Going green for the surf industry has been something of a journey, not unlike a surf trip in itself. The surf lifestyle has long been used as an influencer of our society, and surf brands have been a leader in sustainably produced products.

Patagonia suit

“Petroleum-free wetsuit? What took so long?” Actually, Patagonia just made a pretty amazing breakthrough for science and surfing. Photo: Courtesy of Patagonia

Picture a couple loading their hybrid pick up truck with gear. They’ve got a cooler made of recycled material loaded up with organic vegetables grown in their backyard. They don’t have any single use plastic water bottles or bags with them, but instead their surf trunks are made of recycled PET bottles.

Organic cotton clothes are stowed in bags made from recycled billboards. They use a minimum of fuel heading down the coast, only making purchases at locally-owned and sustainable businesses, and set up a no-footprint campsite. In the morning, they unload surfboards of plant-based resins from hemp boardbags and walk down to the break. Since the water is only in the high 50s, they start pulling on wetsuits – wetsuits made of toxic, petroleum-based neoprene.

Patagonia has announced the first wetsuit made with Forest Stewardship Council-certified natural rubber in North America, a full line of 21 suits that will be available in their fall 2016 offering.

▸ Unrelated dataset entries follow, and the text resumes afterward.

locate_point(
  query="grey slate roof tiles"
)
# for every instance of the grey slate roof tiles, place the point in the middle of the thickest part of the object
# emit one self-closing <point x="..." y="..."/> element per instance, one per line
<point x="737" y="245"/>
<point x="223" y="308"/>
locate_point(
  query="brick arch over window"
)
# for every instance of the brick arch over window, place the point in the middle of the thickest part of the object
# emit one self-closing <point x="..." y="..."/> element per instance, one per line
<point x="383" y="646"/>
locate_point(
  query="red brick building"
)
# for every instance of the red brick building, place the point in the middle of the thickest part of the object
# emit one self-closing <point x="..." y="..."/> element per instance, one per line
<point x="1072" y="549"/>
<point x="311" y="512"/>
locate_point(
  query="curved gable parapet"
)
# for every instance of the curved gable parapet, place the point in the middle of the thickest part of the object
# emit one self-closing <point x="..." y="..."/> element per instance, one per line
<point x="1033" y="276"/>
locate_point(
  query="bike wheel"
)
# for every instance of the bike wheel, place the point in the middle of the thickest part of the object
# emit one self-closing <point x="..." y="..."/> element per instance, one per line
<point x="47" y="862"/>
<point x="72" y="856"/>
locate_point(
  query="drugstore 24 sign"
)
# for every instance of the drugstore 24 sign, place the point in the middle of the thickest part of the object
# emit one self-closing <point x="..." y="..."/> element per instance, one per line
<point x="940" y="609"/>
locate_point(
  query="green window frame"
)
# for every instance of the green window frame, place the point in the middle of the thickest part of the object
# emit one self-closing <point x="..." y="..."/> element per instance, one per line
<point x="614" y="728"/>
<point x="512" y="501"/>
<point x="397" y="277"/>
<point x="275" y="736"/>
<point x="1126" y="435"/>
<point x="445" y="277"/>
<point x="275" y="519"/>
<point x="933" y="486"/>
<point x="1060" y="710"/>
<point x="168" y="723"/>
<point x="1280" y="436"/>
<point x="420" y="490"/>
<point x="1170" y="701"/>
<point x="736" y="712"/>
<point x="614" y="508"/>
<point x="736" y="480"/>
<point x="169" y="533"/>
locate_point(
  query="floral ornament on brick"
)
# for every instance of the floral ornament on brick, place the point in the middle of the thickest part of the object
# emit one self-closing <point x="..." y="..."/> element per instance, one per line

“Surfers and wetsuit manufacturers, including Patagonia, have relied on neoprene for years, despite the fact that it’s a nonrenewable, petroleum-based material with an energy-intensive manufacturing process,” says Hub Hubbard, Patagonia’s wetsuit development manager. “Neoprene is nasty stuff, but for a long time we had no alternative. Through our partnership with Yulex we’ve invested in a plant-based game-changer and built it into our entire fullsuit line.”

While surfing accessories and apparel made early strides toward eco-friendly products, it has long remained an ironic sticking point that surfboards and wetsuits were still derived of petroleum-based material.

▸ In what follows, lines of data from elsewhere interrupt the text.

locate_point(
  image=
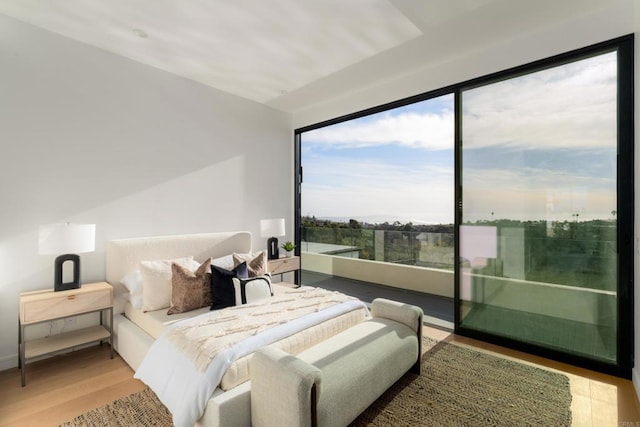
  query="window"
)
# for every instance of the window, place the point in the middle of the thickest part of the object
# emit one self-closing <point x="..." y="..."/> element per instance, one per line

The main polymer of Yulex, a natural rubber, is produced in trees, not factories. In the end, it reduces the CO2 emissions in wetsuit manufacturing by up to 80 percent.

Since its inception in 1973, Patagonia has not only strived to make a quality and responsible product, but also to set an example. They got into the wetsuit game a decade ago producing limestone suits with less environmental impact, then released the first plant-based fibers in 2014.

Yulex diagram

The new Mens Yulex suits from Patagonia, inside and out still meet demands for durability and strength. Photo: Courtesy of Patagonia

Patagonia partnered with Yulex, which is being grown on a reclaimed farm in Guatemala, to develop the material. The process is actually helping the local ecology, rather than accelerating deforestation, hence the FCS certification.

The two companies will be sharing the technology with other industries, in an attempt to make all the products we use less dangerous to the environment, across the board. It promises that the Yulex suits have the same performance quality as traditional petroleum suits. There are currently 14 men’s, six women’s, and one youth suit in the fall line, ranging from short sleeve R1 fullsuits to hooded R4 winter suits.

“Yulex could not have found a better partner than Patagonia to champion this breakthrough for the surf industry. The collaboration between our companies has been an example of how sustainable products can be brought to customers without sacrificing performance and cost competitiveness,” commented Jeff Martin, founder and CEO of Yulex Corporation. “Patagonia has an exemplary business model which Yulex and others continue to embrace.”